Employers must take into consideration a range of practical, legal and financial concerns when making redundancies.

Unemployment may soon fall below the million mark but, as last week's news of 1,300 job losses at Panasonic's factory in Cardiff shows, redundancies are possible even in boom times.

Managing redundancies requires sensitivity, care and sometimes considerable toughness. Human resources departments have to manage employees' anxieties while ensuring the company's redundancy programme does not turn into a financial disaster. Although everyone speaks in terms of redundancy, in reality it is only one form of dismissal. It occurs, broadly, when an employer needs fewer staff to run the business.

HR managers need to consider the practical aspects of redundancies. How should dismissals be handled? Do the managers carrying out the dismissals need a prepared brief? Are employees clear about how to accept any offer made to them? Do employees need independent legal advice before they can accept the offer? Will the employer pay a contribution to legal fees?

The HR department will also be anxious to ensure that the settlement letter signed by employees in return for payment covers all concerns. Typically, these will include an obligation to return all property, such as a company car. Employees will also usually be required to keep confidential matters relating to their employment. Occasionally they will be subject to restrictive covenants limiting the organisations they can work for or clients they can approach.

Those handling dismissals will need to think practically during the redundancy. Have they devoted enough resources to implementing the programme? Who will co-ordinate it?

They should also be prepared for the reactions of employees, as dismissal can be a traumatic experience. Should dismissed employees be allowed to return to their desks or should they be escorted immediately from the premises? Will they damage the IT system or crash the company car?
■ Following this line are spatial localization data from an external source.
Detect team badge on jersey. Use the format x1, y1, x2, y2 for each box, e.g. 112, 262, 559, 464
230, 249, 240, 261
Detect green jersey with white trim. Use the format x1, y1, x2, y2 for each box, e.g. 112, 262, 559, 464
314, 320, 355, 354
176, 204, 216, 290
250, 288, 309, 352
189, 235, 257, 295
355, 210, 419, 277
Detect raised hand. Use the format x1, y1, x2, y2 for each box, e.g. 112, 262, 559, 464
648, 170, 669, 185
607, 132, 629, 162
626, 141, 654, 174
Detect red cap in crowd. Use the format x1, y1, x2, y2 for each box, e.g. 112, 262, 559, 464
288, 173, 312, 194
How will redundancies affect morale? Is it necessary to make an announcement to the workforce or the press?

Employers intending to dismiss 20 or more employees are under a statutory duty to consult any recognised trade unions or, if there are none involved, employee representatives elected from the workforce. Last year the government issued new regulations governing the election of these representatives.

Employers who fail to carry out collective consultation risk having to pay each affected employee a sum equal to up to 90 days' pay.

The consultation should start at least 30 days before the first redundancies take effect. This rises to a minimum of 90 days if 100 or more employees are threatened with dismissal.

An employer is under an additional statutory duty to notify the Department of Trade and Industry when it intends to dismiss 20 or more employees. The length of notice varies depending on the number of employees involved. Failure to comply with this could result in the employer being fined up to £5,000, although employer are rarely prosecuted.

Employees who are given notice of dismissal by reason of redundancy are entitled to reasonable time off to look for other employment and are entitled to be paid for such absences.

A dismissed employee has two potential claims against his or her employer: contractual and statutory.

Contractual claims are usually caused by the failure of the employer to give adequate notice of its intention to terminate an employee contract. The starting-point for damages is an amount equal to the value of the salary and other fringe benefits to which the employee would have been entitled during the notice period.

An employee with a continuous employment period of at least a year enjoys additional statutory protection on dismissal. He or she may also have a claim for unfair dismissal and if he or she has over two years service statutory redundancy payment, or both. All claims must be made within specified periods.

Redundant employees with more than two years' continuous employment are entitled to a statutory redundancy payment of a maximum of between £115 and £345 for each completed year of employment. The amount awarded is dependant on the employee's age and length of service.

A claim for unfair dismissal is made up of two parts. The first, the basic award, is a payment equal to the statutory redundancy payment. If such an award is made it cancels out the employee's entitlement to an additional statutory redundancy payment.

The second award, the compensatory award, is limited to a maximum of £50,000. Average awards are much less than this.

A claim for unfair dismissal will generally succeed only if the procedure used in selecting who should be made redundant is unfair or unfairly operated. To minimise the risk of unfair dismissal, an employer should ensure that it has a fair selection procedure and that the choice of a particular employee is a fair application of that procedure.

Employers should be aware of certain redundancy procedures if they are to avoid claims for unfair dismissal. They should, wherever possible, give employees advance notice of proposed redundancies and consult them individually as to the form and nature such redundancies will take, then explore other employment opportunities that may exist.

Employees should be given an opportunity to comment on the selection criteria used. If the employer fails to consult, unless he or she can show that such consultation would not have made any difference, the dismissal will usually be deemed unfair .

Where an employer has an agreed or customary procedure for dealing with redundancy, failure to adhere to it will usually make any dismissal unfair unless the departure can be justified.